Why not try swimming or do you have a bike you could start taking yourself out on a bike and having a ride dont go to far , and if you go swimming jusst take it slow to start with, sometimes you dont even have to go out doors maybe use 2 bags of sugar as weights or something you have in doors at the time.


----------



## smile4loubie (Jan 13, 2010)

I got one hand so not overly confident going swimming ( i cn swim well just dnt like the looks) n not got a bike... yet... hoping to get one at sumpoint they just cost so much!! lol


----------



## Steff (Jan 13, 2010)

Yeah i guess thats the thing with it , bikes are bloody biggg bucks these days, and the swimming I guess is all About confidence of actually getting into the water,what about a gym ball you just roll around on the floor of your own home so no worries there and there cheap.


----------



## smile4loubie (Jan 13, 2010)

How do they help you loose weight on one of them, im all up for rolling about on the floor haha


----------



## Steff (Jan 13, 2010)

smile4loubie said:


> How do they help you loose weight on one of them, im all up for rolling about on the floor haha



I guess all the effort of keeping up with the ball as it rolls and hoiking yourself up on to it , it works for me anyway lol


----------



## smile4loubie (Jan 13, 2010)

haha ok, I'll give that a go. cheers  xx


----------



## Einstein (Jan 13, 2010)

I do a lot of walking, typically 2 hours a day through forests with my dog, up and down hill, across the forest floor, through the marsh lands, across water meadows and wetland. Great fun all the year round in the snow and rain you have the cover of natures umbrellas, in the sun you have the finest sun shades. Otherwise, you get wet, cold or hot... so wear the proper clothes.

Walking at a good brisk pace works very well. And it's great to see how during the year the landscape changes, you see so much more when you're walking. But be prepared, depending on where you're walking, a rucksack with some glucose tablets, food and drink, insulin and needle, not forgetting your meter is essential. Then you need to consider clothing etc.
The beauty of walking is there is no fashion statement to be made, one pair of muddy walking boots look like the next pair.
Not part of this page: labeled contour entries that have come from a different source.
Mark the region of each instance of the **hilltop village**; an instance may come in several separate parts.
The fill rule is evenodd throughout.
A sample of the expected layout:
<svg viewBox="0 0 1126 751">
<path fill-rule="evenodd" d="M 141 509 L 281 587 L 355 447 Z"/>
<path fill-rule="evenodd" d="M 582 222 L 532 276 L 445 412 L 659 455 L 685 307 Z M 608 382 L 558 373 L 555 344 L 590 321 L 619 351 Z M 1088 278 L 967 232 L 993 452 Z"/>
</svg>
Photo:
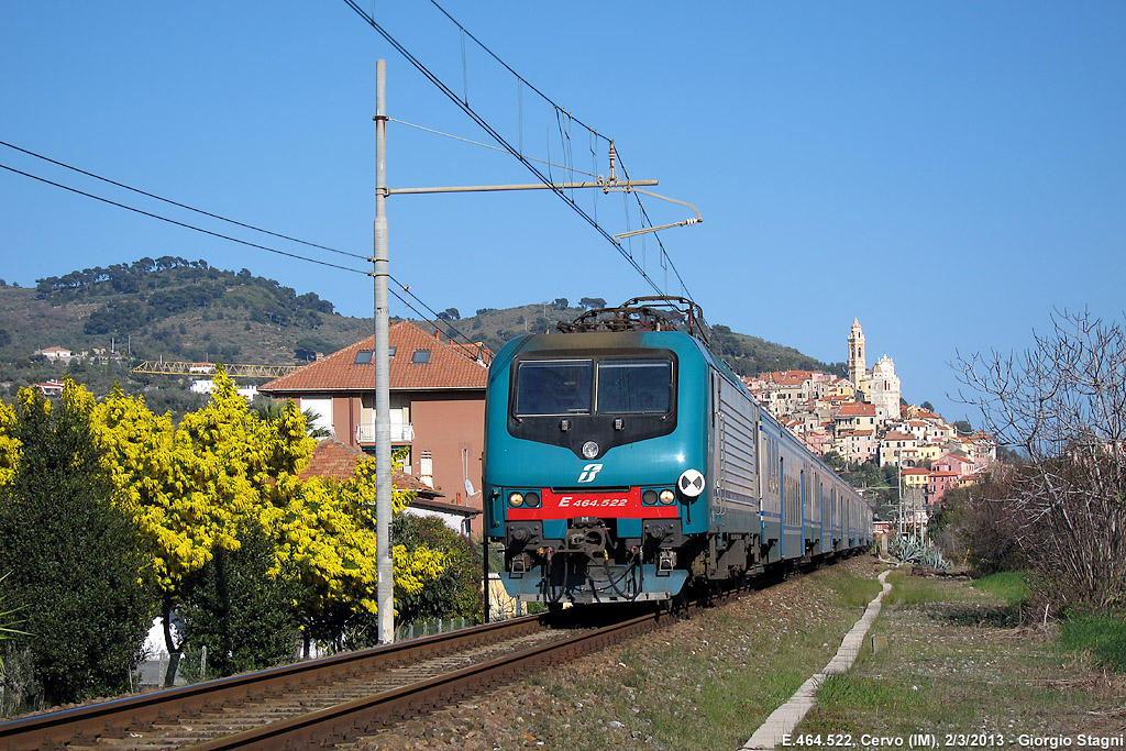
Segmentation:
<svg viewBox="0 0 1126 751">
<path fill-rule="evenodd" d="M 743 383 L 813 453 L 897 467 L 903 490 L 922 493 L 928 506 L 940 502 L 950 488 L 975 482 L 997 461 L 991 436 L 962 436 L 940 414 L 905 404 L 892 358 L 881 357 L 868 368 L 859 320 L 848 336 L 847 378 L 784 370 L 744 377 Z"/>
</svg>

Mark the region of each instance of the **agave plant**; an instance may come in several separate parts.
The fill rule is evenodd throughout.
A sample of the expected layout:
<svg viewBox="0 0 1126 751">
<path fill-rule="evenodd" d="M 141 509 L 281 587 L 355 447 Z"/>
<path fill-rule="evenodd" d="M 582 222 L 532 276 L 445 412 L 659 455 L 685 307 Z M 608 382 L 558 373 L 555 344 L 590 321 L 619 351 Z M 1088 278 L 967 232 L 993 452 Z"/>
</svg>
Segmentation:
<svg viewBox="0 0 1126 751">
<path fill-rule="evenodd" d="M 892 553 L 904 563 L 917 563 L 939 571 L 950 567 L 949 562 L 942 557 L 938 549 L 912 537 L 897 537 L 892 544 Z"/>
</svg>

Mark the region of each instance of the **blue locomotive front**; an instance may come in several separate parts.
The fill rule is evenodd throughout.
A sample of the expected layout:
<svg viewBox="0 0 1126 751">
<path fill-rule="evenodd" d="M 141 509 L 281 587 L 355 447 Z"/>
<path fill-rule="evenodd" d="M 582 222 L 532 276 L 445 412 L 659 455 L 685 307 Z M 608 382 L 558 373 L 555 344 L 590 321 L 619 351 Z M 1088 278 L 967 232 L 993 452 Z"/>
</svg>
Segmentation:
<svg viewBox="0 0 1126 751">
<path fill-rule="evenodd" d="M 527 336 L 490 368 L 484 492 L 508 592 L 668 599 L 708 526 L 708 366 L 678 331 Z"/>
</svg>

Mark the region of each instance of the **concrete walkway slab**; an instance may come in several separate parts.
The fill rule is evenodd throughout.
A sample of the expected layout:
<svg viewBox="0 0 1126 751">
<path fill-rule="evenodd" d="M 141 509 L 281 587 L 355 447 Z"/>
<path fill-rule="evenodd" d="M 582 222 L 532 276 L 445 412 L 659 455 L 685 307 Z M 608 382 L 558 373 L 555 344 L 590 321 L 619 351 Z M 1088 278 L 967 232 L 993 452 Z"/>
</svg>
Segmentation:
<svg viewBox="0 0 1126 751">
<path fill-rule="evenodd" d="M 879 615 L 884 594 L 892 591 L 892 585 L 887 583 L 887 574 L 890 573 L 890 571 L 885 571 L 879 574 L 879 583 L 883 584 L 879 594 L 868 604 L 864 615 L 856 622 L 851 631 L 844 635 L 844 640 L 837 650 L 837 654 L 829 661 L 829 664 L 821 672 L 814 673 L 810 680 L 802 683 L 801 688 L 789 698 L 789 701 L 770 713 L 770 716 L 754 731 L 754 734 L 743 744 L 740 751 L 774 751 L 781 743 L 783 735 L 792 734 L 794 728 L 797 727 L 797 723 L 802 722 L 805 713 L 816 704 L 817 689 L 825 680 L 825 676 L 842 673 L 852 667 L 857 655 L 860 654 L 860 646 L 864 644 L 865 634 L 868 633 L 868 628 L 872 627 L 876 616 Z"/>
</svg>

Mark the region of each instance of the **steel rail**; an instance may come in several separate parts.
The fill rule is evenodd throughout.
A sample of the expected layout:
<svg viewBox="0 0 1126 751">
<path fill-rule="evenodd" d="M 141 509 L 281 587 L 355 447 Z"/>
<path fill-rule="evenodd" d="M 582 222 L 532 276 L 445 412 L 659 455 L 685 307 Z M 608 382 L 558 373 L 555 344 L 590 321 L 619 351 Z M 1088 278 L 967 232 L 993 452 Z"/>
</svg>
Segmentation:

A good brisk walk with a few hills thrown in four or five times a week will have a nice effect over time. And your dog will love you as you both get fitter. What sort of dog do you have?

Another option I know a few people have used to get their confidence up and weight down is the Wii excercise board thingy - certainly the boxing on the basic Wii package lets your shoulders know you've worked after an hour.

The gym is another option. But I understand the Wii can work out cheaper.

If going to the gym, ask your GP if there is a GP Referal scheme in your area, if it is, you get a 'prescription' it depends area to area, but you either get discounted membership or free membership for the duratoin of the 'prescription'. What you get is a specialist who is trained to work with patients who may have conditions such as heart disease, diabetese etc, they will design an exercise programme for you and review it on a regular basis. 

As for swimming, how about asking at the pool when the quieter sessions are, often there are circuit swims or adult swims, where once past a glance or second take you don't get the likes of inquisitive kids asking what's wrong. It's certainly a great cardiovascular workout if you put some effort into swimming.

Going back to your diabetese care team, one other person you might want to ask to see is a dietician, they may well be able to offer you some advice on exercise and diet, when and what to eat etc. They may also be able to accelerate your carb counting. Practise nurses aren't dieticians, the people can set you goals, give you ideas of food types and meal variations etc.

Certainly the discipline of eating properly, regularly and taking the right amount of insulin is key, if your levels are always high then you need to look at why they are high. Is it your ratios, eating too much and not taking enough insulin, estimating food rather than weighing it?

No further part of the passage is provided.